We are both delighted and honoured to be members and friends of NBSPRN. Our relationships with the Network has allowed us to expand our network of partners and to reach out to more social and public health stakeholders (for example, we were invited to present our work at NBSPRN’s Policy Research Forum in Moncton in April 2015). Additionally, NBSPRN helped us with our CIHR-SPOR quick strike grant in which we were successful.
8) Any last thoughts?
Last thoughts? NB is a dynamic place for education and research! Indeed, health policy or clinical health research is beautifully blooming because our province is full of talents! In NB, we may think that we are small(er) or we sadly realize how much we lack financially, or that funding is getting more challenging. It breaks our hearts for our more junior colleagues and recent graduates. However, this being said, let’s keep thinking big whilst making the best out of what we collectively have thus far. To end on a lighter note, well, as mentioned above, as co-Investigators, we have fun working synergistically, even when under time pressure (marathons of grant writing, publishing papers, meetings in our respective sites or in other places, etc.). We are convinced that what matters the most in any collaboration between colleagues (and institutions) is mutual respect (like in all relationships). Now that our team has grown much larger than when we started in December 2014, we have even more fun working and supporting each other, especially when the work of each trainee/team member builds on the work of the other. Sometimes, funny (or rather silly) accidents happen whilst working hard (do we need to mention to whom?). For example, we may find ourselves at the end of a day wearing two clearly different coloured socks (when you are teaching, it can look funny). We take pictures, share with each other, and have a good laugh. At other times, we may forget who is driving the other’s car, Shelley or Rima. We find ourselves passionately discussing our project and, whilst doing so, someone keeps trying to enter from the driver’s side at every stop, even when not driving the car (well, usually it’s Rima when visiting the Saint-John site). This being said, balance is very important for mental and physical well-being.

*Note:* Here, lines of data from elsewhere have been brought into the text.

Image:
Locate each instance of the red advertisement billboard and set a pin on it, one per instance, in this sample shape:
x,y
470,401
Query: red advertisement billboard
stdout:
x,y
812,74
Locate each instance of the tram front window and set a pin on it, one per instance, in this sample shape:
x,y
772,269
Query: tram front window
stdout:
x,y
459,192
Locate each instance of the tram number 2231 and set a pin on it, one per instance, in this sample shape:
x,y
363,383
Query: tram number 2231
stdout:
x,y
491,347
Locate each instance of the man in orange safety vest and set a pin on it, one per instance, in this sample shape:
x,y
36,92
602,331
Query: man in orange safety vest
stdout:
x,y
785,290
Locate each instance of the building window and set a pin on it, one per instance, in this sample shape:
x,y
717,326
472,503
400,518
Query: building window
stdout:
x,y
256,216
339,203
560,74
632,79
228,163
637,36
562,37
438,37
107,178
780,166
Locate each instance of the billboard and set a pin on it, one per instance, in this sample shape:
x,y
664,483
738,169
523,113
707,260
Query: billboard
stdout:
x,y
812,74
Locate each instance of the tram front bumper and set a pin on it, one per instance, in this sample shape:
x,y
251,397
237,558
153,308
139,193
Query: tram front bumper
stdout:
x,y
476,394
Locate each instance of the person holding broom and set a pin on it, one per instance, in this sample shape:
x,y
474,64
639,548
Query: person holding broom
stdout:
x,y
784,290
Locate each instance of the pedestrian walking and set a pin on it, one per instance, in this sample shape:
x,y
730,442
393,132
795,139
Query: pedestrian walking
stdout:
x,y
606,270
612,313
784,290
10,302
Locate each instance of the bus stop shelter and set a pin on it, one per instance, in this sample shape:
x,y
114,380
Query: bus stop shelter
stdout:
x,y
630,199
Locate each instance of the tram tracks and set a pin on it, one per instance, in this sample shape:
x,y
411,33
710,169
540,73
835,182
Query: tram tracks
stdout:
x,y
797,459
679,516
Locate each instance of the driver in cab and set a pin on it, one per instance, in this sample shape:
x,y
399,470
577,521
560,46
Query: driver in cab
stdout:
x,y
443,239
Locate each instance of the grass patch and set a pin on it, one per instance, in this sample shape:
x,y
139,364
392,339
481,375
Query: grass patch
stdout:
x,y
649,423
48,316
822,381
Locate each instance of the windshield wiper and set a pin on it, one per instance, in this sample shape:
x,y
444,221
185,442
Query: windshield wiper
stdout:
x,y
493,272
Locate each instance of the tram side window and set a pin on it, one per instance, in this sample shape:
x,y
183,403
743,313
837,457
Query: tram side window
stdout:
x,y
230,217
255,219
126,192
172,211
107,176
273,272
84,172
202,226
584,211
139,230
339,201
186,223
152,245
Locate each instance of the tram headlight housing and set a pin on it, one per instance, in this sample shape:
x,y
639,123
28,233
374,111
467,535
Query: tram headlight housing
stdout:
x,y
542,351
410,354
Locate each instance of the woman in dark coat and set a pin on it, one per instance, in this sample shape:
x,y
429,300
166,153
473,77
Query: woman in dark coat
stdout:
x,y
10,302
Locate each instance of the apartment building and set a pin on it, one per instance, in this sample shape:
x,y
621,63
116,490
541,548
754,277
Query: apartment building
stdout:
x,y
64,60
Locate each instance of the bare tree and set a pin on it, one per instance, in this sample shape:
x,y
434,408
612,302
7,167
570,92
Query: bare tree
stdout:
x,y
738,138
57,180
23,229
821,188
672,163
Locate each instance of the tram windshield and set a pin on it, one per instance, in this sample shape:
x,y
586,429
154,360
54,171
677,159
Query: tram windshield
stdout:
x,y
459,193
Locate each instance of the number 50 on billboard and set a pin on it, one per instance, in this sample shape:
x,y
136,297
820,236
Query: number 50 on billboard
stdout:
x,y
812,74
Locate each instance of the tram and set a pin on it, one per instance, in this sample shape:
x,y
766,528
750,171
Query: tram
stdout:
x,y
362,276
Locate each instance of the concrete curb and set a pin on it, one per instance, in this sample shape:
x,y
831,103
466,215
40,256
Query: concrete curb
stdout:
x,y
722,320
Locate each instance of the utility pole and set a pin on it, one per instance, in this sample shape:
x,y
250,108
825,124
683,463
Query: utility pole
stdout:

Here, please let me (Rima is saying this) highlight my admiration for Shelley: In addition to being an amazing scholar and a devoted mother, Shelley has another passion well-acknowledged in our province: She is an accomplished runner (“female runner of the year”). I so much enjoy virtually (but enthusiastically) cheering for her at every marathon! And I (Shelley now) feel that I am the one that is blessed to have found the most amazing collaborator and friend one could ask for. Thanks to NB research networks, such as SPOR and NBSPRN, we found each other and hope that all researchers in NB have this same opportunity to find their “better” half!